As deep tech and AI explodes, European deep tech VC IQ Capital closes new $200M fund

European deep tech startups get another shot in the arm this week in the shape of IQ Capital’s new $200 million venture fund. The new fund takes its assets under management to more than $1 billion.

The London and Cambridge, U.K.-based deep tech VC has closed its fourth Venture Fund at that amount, while also launching its second $200 million Growth Fund to provide later-stage funding, primarily in its venture portfolio. This means the VC will be able to deploy capital across more funding stages.

Since its foundation in Cambridge in 2007, IQ Capital has invested in more than 100 deep tech startups such as Thought Machine (banking), Nyobolt (battery charging) and Speechmatics (speech recognition).
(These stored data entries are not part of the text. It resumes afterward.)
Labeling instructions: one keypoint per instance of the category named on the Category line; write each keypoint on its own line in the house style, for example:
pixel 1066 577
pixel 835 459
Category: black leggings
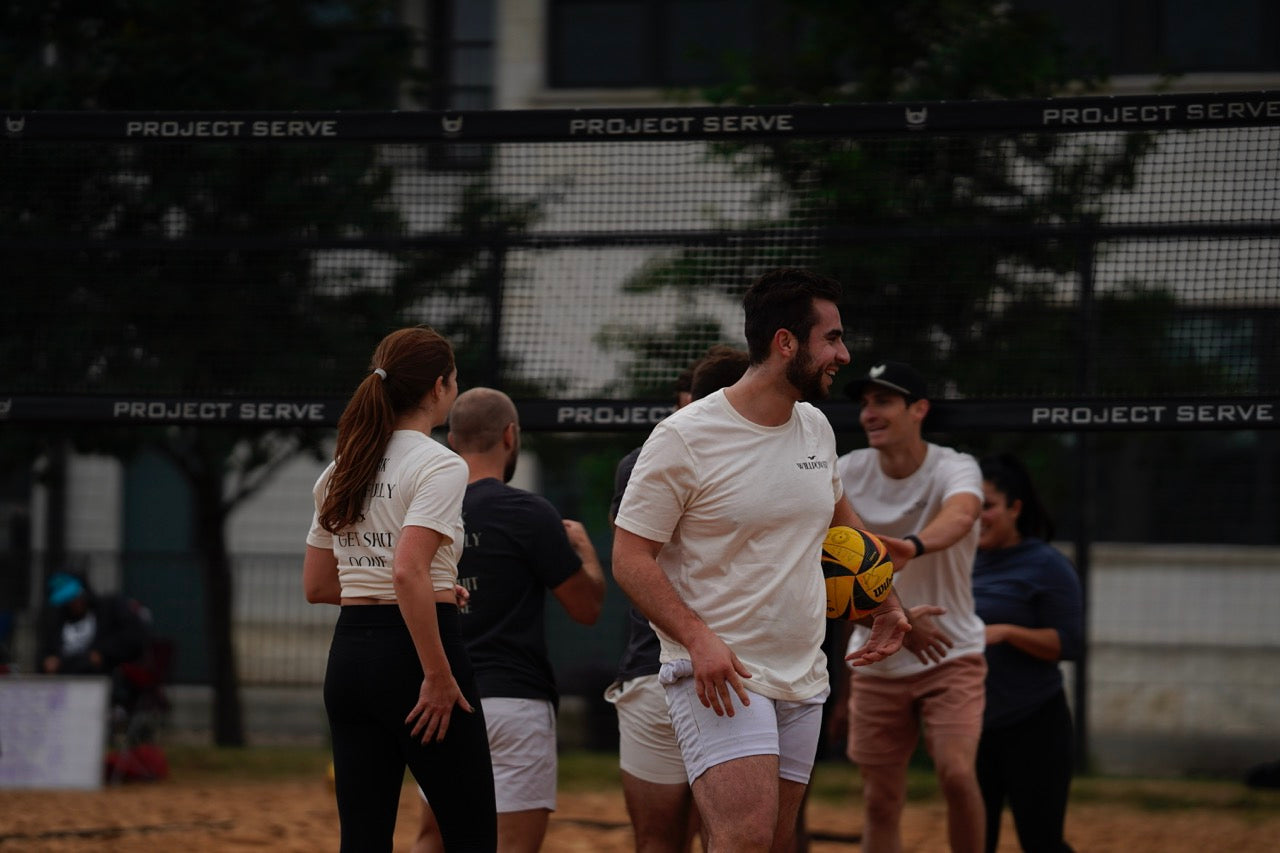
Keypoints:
pixel 1029 763
pixel 370 685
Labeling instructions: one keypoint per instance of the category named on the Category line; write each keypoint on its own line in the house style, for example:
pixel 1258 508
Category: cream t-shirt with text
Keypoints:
pixel 899 507
pixel 743 511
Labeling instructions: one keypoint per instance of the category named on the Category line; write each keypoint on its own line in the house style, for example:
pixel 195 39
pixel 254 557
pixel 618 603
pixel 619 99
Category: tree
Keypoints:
pixel 941 241
pixel 216 269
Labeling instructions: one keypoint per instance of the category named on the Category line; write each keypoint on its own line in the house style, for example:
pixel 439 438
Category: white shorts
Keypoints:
pixel 764 728
pixel 647 743
pixel 522 747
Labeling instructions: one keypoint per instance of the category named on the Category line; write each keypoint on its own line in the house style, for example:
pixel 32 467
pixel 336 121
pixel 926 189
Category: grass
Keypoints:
pixel 832 780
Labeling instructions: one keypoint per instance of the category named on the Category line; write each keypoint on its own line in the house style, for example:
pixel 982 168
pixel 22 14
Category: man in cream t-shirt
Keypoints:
pixel 931 496
pixel 718 543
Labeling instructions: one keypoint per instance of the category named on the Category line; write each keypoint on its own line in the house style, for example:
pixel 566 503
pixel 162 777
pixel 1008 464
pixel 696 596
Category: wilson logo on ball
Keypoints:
pixel 858 573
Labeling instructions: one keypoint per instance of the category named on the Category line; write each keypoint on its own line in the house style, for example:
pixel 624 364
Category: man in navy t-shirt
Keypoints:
pixel 517 547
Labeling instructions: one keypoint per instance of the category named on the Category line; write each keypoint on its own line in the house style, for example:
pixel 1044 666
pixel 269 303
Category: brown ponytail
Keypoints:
pixel 412 360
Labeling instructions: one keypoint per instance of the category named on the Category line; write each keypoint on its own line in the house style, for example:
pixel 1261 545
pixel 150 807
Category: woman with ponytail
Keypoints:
pixel 1029 598
pixel 384 544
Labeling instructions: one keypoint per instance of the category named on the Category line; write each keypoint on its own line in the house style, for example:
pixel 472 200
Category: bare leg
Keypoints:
pixel 428 831
pixel 662 816
pixel 790 802
pixel 521 831
pixel 883 796
pixel 739 804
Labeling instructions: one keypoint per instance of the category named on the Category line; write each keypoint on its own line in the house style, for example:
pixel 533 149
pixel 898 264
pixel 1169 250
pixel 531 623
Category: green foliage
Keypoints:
pixel 947 246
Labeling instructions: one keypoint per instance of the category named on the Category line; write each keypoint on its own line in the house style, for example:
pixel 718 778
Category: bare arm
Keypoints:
pixel 955 519
pixel 581 594
pixel 411 576
pixel 1045 643
pixel 716 669
pixel 320 576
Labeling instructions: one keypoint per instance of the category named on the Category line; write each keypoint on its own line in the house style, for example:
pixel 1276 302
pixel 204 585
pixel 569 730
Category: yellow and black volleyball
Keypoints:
pixel 858 571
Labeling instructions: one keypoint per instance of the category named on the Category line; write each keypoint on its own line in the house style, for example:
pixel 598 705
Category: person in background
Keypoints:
pixel 517 550
pixel 86 633
pixel 1029 597
pixel 717 542
pixel 654 784
pixel 931 496
pixel 384 544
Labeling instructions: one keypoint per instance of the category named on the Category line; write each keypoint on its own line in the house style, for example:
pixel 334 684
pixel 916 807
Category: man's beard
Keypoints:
pixel 805 378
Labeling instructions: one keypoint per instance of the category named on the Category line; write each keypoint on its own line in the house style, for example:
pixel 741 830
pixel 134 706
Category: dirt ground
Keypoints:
pixel 300 816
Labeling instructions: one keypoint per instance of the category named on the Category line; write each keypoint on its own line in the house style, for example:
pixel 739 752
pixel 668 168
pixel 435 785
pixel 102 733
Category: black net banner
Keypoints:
pixel 1060 265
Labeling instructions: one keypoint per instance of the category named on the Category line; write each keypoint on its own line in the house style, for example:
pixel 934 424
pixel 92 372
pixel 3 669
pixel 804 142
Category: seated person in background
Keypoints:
pixel 83 633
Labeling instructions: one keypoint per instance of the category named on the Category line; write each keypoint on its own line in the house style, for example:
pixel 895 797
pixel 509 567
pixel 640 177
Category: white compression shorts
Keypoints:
pixel 647 743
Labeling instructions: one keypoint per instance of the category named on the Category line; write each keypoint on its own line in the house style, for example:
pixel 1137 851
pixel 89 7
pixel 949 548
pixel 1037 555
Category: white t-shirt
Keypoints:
pixel 944 578
pixel 421 483
pixel 743 510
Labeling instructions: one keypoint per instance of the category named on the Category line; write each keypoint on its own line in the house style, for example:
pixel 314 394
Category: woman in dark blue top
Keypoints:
pixel 1029 597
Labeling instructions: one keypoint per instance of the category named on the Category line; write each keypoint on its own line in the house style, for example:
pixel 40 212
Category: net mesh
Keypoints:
pixel 1005 264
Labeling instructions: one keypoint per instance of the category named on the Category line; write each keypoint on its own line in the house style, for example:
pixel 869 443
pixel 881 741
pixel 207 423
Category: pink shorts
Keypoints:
pixel 885 715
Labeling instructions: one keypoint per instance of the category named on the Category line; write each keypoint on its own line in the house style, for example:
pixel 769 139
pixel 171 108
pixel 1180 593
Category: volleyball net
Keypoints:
pixel 1066 264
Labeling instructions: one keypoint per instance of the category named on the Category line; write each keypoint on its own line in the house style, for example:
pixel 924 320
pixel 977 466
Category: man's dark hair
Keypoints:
pixel 684 382
pixel 1008 474
pixel 782 299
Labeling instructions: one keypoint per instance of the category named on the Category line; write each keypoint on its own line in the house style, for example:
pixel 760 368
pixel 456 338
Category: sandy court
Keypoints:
pixel 300 816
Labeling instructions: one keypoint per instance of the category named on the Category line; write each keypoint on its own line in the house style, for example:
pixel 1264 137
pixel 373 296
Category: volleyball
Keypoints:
pixel 858 573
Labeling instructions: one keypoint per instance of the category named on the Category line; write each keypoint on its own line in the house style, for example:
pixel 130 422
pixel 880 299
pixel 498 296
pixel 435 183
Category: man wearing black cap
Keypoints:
pixel 931 496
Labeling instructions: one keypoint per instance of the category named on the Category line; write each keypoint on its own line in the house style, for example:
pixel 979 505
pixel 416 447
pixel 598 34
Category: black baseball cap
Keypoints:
pixel 895 375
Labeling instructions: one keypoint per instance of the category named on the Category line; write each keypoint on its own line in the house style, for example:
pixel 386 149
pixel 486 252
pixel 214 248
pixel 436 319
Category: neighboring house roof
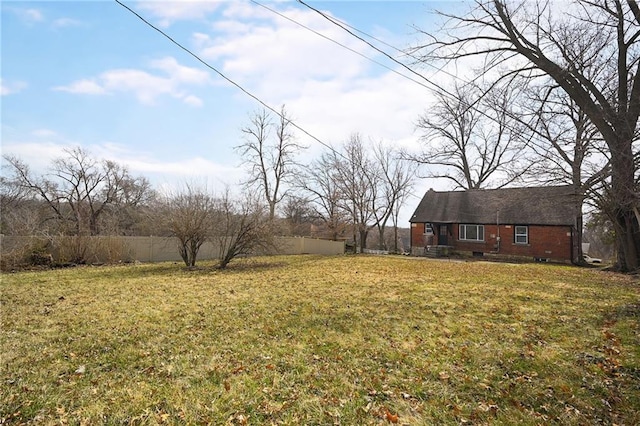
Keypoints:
pixel 550 205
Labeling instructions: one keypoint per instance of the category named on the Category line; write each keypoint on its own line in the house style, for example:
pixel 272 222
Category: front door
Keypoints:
pixel 443 235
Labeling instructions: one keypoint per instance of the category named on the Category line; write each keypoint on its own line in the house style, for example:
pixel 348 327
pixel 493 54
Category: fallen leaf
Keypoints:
pixel 393 418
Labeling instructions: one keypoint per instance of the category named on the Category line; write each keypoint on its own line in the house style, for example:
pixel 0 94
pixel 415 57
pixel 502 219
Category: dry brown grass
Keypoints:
pixel 321 340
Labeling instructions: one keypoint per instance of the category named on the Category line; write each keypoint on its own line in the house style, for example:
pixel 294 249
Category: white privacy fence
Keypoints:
pixel 147 249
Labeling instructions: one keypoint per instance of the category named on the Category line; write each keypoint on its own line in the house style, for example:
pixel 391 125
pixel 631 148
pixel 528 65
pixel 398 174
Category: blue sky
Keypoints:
pixel 92 74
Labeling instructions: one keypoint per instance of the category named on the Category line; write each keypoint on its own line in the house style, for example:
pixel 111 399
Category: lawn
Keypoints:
pixel 321 340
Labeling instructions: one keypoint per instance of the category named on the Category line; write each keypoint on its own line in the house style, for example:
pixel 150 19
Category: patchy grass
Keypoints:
pixel 321 340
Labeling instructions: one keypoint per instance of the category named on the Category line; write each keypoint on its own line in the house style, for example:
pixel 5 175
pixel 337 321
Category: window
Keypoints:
pixel 472 232
pixel 521 235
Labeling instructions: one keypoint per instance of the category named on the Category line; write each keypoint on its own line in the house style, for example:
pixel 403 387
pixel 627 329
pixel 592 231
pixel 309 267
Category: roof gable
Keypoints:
pixel 550 205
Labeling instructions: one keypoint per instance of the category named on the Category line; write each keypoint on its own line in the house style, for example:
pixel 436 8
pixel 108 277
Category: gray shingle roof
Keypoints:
pixel 550 205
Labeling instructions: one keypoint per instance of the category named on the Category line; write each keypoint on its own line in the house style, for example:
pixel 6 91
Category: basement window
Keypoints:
pixel 521 235
pixel 471 232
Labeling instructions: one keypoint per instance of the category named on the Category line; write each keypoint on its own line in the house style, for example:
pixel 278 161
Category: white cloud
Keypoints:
pixel 330 91
pixel 85 87
pixel 145 86
pixel 193 101
pixel 29 16
pixel 171 11
pixel 11 87
pixel 66 22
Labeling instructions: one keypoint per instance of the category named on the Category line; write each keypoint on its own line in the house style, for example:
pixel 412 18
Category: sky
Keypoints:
pixel 91 74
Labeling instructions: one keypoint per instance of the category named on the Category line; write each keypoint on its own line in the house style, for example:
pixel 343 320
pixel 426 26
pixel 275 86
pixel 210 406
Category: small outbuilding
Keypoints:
pixel 537 223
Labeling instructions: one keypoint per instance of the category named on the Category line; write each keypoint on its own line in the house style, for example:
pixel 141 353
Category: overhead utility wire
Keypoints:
pixel 376 48
pixel 227 78
pixel 346 27
pixel 338 43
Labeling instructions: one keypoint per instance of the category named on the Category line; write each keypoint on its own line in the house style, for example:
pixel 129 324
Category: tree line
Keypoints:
pixel 555 99
pixel 344 195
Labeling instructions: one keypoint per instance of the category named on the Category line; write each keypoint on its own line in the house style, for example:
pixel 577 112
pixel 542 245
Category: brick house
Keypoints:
pixel 537 223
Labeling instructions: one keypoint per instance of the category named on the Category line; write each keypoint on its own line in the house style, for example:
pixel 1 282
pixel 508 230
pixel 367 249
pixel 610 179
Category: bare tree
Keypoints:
pixel 318 182
pixel 536 39
pixel 242 227
pixel 567 149
pixel 354 174
pixel 394 181
pixel 79 189
pixel 471 140
pixel 269 150
pixel 188 215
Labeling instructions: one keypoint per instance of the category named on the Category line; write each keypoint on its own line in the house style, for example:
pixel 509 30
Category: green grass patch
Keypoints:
pixel 321 340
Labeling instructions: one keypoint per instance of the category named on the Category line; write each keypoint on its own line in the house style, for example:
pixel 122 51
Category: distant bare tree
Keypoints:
pixel 241 227
pixel 297 215
pixel 269 151
pixel 318 182
pixel 79 189
pixel 354 174
pixel 471 140
pixel 394 182
pixel 188 215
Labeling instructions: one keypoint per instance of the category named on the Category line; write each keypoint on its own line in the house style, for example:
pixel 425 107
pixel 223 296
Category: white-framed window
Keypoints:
pixel 521 234
pixel 471 233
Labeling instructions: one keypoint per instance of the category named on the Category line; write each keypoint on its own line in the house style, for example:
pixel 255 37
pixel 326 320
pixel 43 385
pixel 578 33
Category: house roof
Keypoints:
pixel 549 205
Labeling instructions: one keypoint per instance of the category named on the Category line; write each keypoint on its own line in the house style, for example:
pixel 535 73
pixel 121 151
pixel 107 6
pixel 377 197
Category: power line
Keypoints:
pixel 251 95
pixel 338 43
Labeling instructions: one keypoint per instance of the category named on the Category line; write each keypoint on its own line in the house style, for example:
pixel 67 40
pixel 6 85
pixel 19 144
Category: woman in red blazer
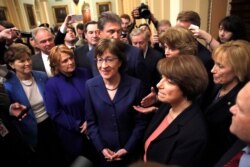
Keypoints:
pixel 177 133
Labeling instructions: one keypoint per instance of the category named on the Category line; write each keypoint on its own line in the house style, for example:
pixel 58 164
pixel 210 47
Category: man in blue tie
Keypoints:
pixel 240 126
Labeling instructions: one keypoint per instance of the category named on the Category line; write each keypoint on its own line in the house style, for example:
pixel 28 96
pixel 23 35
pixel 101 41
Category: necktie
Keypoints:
pixel 234 162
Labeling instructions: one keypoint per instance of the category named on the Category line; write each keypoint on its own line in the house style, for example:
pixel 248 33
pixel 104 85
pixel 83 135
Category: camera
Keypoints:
pixel 124 34
pixel 144 11
pixel 26 34
pixel 23 34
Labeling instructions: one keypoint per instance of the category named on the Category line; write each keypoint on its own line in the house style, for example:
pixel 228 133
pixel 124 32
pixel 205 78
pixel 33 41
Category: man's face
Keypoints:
pixel 111 30
pixel 70 36
pixel 125 24
pixel 183 23
pixel 92 34
pixel 240 125
pixel 139 41
pixel 44 40
pixel 80 33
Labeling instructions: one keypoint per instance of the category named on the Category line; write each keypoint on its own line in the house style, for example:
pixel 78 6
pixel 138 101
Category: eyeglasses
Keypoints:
pixel 106 60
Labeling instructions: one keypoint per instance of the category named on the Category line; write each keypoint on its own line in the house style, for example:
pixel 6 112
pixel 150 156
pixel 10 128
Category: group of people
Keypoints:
pixel 117 101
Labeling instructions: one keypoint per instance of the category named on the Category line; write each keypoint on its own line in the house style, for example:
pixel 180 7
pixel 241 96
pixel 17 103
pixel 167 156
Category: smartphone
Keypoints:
pixel 23 112
pixel 194 27
pixel 77 17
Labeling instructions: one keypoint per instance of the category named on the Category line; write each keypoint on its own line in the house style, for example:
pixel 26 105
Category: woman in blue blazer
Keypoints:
pixel 65 98
pixel 26 88
pixel 114 127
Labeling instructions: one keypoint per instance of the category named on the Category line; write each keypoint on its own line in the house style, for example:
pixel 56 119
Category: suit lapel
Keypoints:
pixel 123 89
pixel 179 122
pixel 101 91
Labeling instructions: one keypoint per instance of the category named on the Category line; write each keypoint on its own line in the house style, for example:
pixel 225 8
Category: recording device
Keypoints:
pixel 77 17
pixel 124 34
pixel 23 34
pixel 194 27
pixel 23 112
pixel 26 34
pixel 144 11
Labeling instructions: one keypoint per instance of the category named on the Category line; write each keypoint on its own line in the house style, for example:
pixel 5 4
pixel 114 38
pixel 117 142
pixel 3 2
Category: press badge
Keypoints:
pixel 3 130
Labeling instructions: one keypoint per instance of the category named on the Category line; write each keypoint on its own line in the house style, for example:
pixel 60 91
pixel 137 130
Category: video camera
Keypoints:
pixel 144 11
pixel 24 34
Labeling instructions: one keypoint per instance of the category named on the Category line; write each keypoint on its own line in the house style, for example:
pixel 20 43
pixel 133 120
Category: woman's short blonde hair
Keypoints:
pixel 237 54
pixel 186 71
pixel 55 57
pixel 180 38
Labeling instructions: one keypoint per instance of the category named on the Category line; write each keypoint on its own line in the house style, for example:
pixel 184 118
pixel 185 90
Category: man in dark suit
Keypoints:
pixel 109 25
pixel 11 143
pixel 44 41
pixel 91 32
pixel 67 34
pixel 151 56
pixel 240 126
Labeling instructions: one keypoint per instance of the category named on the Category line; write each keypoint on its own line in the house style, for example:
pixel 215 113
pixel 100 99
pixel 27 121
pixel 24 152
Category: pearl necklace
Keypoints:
pixel 112 89
pixel 27 82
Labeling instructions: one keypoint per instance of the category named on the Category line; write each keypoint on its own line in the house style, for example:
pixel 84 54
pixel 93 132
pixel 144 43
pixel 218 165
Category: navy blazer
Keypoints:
pixel 64 99
pixel 182 142
pixel 28 126
pixel 151 60
pixel 114 124
pixel 218 119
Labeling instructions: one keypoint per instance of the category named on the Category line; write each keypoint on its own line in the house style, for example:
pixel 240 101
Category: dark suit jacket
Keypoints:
pixel 37 62
pixel 218 119
pixel 81 58
pixel 135 65
pixel 237 147
pixel 182 142
pixel 11 144
pixel 114 124
pixel 151 60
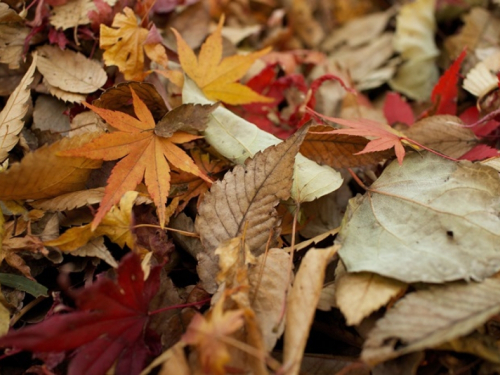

It’s also had exits to Oracle, Google, Apple and Facebook, along with a number of IPOs.

Investors in Fund IV include global institutions, funds-of-funds, family offices and British Patient Capital, the largest LP investing in U.K. venture capital.

Kerry Baldwin, co-founder, managing partner, said deep tech investment was “at the forefront of investor’s minds, topping $17 billion in 2022.”

I asked her if it had been hard to raise the fund in this market: “Obviously it’s been quite hard to raise in this market environment, putting it bluntly. But we’re doing something different.”

“We’ve raised our flagship fund for deep tech and that’s where we invest every day, in really, really deep tech. These deep tech academics actually like us to come all the way through, like we’ve done with Thought Machine, like we’ve done with Speechmatics. But yeah, it’s been an interesting funding environment.”

Given the big debate going on around generative AI, I asked her if Europe is going to be able to compete with the major Big Tech platforms on that front.

“We’ve got exceptional talent in Europe. Generative AI has got a long way to go, but it’s not going to solve real-world problems just yet,” she said.

There’s been criticisms of how university spinouts are hampered by their alma maters. What’s her view?

She told me: “That’s where Cambridge University has been different and obviously our roots from Cambridge and in London, and across Europe. I think it’s going to be interesting to see the results of the U.K. government review that’s coming out in early September on this.”